The pair were around the same age, but whereas Sati had black hair reaching down to the plinth of his neck, the other boy’s was shorter and tawny. Where Sati’s dark eyes angled down to sharp cheekbones, a long nose and thin but expressive lips, the boy’s light-blue eyes and slightly thinner and paler skin spoke of years spent in lands far from the tanning glare of the desert sun. Or perhaps he had been in confinement. Prison even.

He dressed in what Sati imagined was fashionable attire for pirates. He wore loose trousers and a sleeveless shirt decorated with torn strips of colorful linen looped and pinned to his breast. An understated silver earring and an assortment of neckline and finger jewelry glinted in the moonlight. At his belt hung an empty dagger sheath, and over his shoulder a dingy satchel. It was a wonder he had sneaked up on Sati at all; he should have jangled something fierce with every step and turn. But he didn’t. He moved furtively, with a sort of awareness that reminded Sati of Doghu. That natural alertness inherent to the animal kingdom but lacking in most humans.

“Why didn’t you give me away?” Sati asked, feeling somewhat emboldened at the sight of the empty sheath. It seemed he had the only weapon between them.

The boy shrugged, one corner of his mouth drawing upwards in amusement. “I’ve never met an anomaly before.”


“I'll clarify: a Meraboulian stowaway.”

“I’m not a stowaway.”

“Really? I don't recall seeing your name on the passenger list.”

“You’ve seen the passenger list?”

“Even if I had...”

“You don’t know my name.”

“There’s that. What is your name? I’m Ylu.”

Sati hesitated. “I suppose there’s no harm,” he said, partially to himself. “My name is Sati.”

“Pleased to meet you. Don’t be shy.” He held out his hand. After a moment Sati grasped it, smiling at how formal and grown up the gesture was. Ylu had a surprisingly strong grip and shook his hand firmly.

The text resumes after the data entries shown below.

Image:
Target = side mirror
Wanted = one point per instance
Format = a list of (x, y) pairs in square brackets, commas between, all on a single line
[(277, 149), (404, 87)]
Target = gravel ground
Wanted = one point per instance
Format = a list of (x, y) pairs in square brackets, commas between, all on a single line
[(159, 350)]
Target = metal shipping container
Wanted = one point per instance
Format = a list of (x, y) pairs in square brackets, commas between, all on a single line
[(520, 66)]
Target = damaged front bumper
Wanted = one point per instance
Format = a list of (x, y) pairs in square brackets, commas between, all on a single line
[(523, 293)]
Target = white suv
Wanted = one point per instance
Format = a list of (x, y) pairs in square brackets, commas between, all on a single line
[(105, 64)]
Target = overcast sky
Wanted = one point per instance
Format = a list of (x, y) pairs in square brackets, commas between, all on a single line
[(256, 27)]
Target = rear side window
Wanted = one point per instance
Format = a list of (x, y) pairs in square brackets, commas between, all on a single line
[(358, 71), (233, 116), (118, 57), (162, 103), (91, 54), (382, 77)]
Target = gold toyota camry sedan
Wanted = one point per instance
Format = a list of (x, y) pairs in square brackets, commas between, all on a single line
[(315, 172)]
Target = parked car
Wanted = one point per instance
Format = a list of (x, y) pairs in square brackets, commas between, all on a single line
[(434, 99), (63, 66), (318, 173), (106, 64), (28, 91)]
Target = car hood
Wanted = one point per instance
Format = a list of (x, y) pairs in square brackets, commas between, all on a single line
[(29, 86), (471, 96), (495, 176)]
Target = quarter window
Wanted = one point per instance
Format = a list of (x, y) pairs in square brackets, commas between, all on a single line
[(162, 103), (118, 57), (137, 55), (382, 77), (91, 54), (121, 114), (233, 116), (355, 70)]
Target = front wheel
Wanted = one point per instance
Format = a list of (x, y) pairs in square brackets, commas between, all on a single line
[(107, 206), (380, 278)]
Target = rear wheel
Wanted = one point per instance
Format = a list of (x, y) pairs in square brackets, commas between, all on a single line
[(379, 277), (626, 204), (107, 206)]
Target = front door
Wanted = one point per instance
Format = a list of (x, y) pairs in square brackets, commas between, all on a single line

“We meet in strange times,” Ylu said.

“I still don't know who you are.”

“Same goes here, but I confess to a gnawing curiosity...”

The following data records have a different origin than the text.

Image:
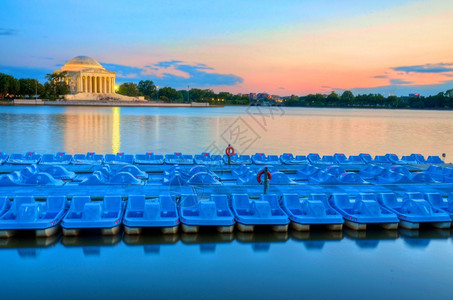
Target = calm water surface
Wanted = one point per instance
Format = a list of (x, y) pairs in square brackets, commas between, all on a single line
[(376, 265)]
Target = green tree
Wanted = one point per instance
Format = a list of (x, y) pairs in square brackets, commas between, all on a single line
[(8, 85), (147, 89), (128, 89), (196, 95), (184, 95), (333, 99), (347, 98), (169, 94), (30, 87)]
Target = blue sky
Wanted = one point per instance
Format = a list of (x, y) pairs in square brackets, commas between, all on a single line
[(280, 47)]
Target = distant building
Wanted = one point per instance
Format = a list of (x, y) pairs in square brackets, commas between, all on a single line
[(263, 96), (89, 80)]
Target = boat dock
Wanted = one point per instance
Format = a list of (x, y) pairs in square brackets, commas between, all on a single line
[(106, 193)]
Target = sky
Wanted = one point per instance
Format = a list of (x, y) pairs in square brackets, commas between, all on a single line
[(280, 47)]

The sudden sound of scuffling from the landing above cut him off. Voices were raised and the morass of general confusion and bad tempers was evident in their tones. The hubbub made Sati’s blood run cold. It sounded like a preliminary discussion leading to a general alarm being raised. The whole ship would be roused, and a ship on alert was not the best scenario for a stowaway. One crew member stumbling upon him might be reasoned with, bribed, or talked into leniency. An angry mob was another story.

Sati looked at Ylu and was startled to catch a reflection of his own widening fear in the other’s expression. His finger-to-lip warning to be quiet was superfluous. What could Ylu have to fear? Weren’t these his crew mates? If they caught him with Sati, surely he’d feign ignorance. Smuggling a person aboard a sandship was a serious offense. They might not implicate Ylu in a crime he had no part in. Of course, Sati could easily lie and finger him as an accomplice, but fortunately Sati didn’t think himself capable of such a despicable act.

"Quickly," Ylu said.


"Don’t dawdle," he said, shoving and hurrying him back into the crate. Sati tripped but caught himself before falling.

 “And stay quiet!”

“But I—”

“Don’t fidget, don’t cough, don’t even breathe,” Ylu said in a hot whisper. “If they find you they’ll have your guts for garters.”

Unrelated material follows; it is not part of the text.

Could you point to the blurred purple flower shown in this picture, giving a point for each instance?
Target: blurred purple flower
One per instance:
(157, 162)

Sati grunted an affirmative. As if he was stupid enough to do anything to jeopardize his secret voyage.

Ylu swiftly and quietly shut him in and stepped away, then stood with his back against the wooden cube. Sati could see him through slits in the wooden frame, gaps large enough to provide a full view of what happened next yet narrow enough to keep his presence there undetectable.

The voices grew louder and louder. Sati never realized how loud sailors were. Perhaps it was all that shouting over squalls and typhoons that did it. Footsteps descended outside the hold, and just as the voices were becoming more discernible the door was thrown open.

The figure ahead of the procession was hulking in the moonlit doorway. He was built like a giant but insubstantial as an effrit, and for a brief second Sati imagined it was Death himself, bleached skull and bony phalanges gripping a scythe sharp enough to carve out your soul without branding the flesh.